= Ambush defence =

Type of defence in UK law

An ambush defence is one in which defence evidence - notably from expert witnesses - has not been adduced in advance to the prosecuting authorities, leading to their inability to rebut it. The term is used in United Kingdom jurisprudence. Since 1987, the possibility of the ambush defence has been much reduced by The Crown Court (Advance Notice of Expert Evidence) Rules 1987, made under section 81 of the Police and Criminal Evidence Act 1984, which in essence require the defence to provide the prosecution with copies of expert witness reports in sufficient time for the prosecution to consider the nature of and if necessary prepare rebuttal evidence opposing the report.
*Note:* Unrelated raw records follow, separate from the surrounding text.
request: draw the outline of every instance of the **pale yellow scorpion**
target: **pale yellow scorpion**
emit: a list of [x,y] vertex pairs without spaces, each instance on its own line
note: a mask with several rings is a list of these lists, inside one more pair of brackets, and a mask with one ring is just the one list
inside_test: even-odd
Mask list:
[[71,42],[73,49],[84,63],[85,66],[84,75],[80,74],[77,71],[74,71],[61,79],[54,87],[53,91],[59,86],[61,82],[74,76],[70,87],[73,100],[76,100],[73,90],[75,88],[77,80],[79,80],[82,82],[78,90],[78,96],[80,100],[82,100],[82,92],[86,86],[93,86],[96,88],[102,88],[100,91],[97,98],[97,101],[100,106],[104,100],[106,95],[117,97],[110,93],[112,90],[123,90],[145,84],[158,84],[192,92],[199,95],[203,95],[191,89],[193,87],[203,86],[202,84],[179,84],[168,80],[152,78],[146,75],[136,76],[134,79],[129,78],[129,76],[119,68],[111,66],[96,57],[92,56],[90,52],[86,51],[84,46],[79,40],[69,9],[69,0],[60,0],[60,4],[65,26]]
An example of the ambush defence is found in a paper given by Judge John Milford QC at a 1994 Joint Conference entitled "Beyond reasonable doubt" organised by the Royal Society of Medicine and the Expert Witness Institute. Discussing the trial of a train driver following the 1984 derailment of a train near Morpeth he wrote:

The case of R v Allen 1985 illustrates the position which applied hitherto. The driver of a train which came off the rails at the Morpeth curve was prosecuted for driving under the influence of alcohol. However, the defence at the last minute provided medical evidence which suggested that at certain times the driver might pass out and the prosecution not having prior knowledge of this were unable to rebut it. The driver was acquitted.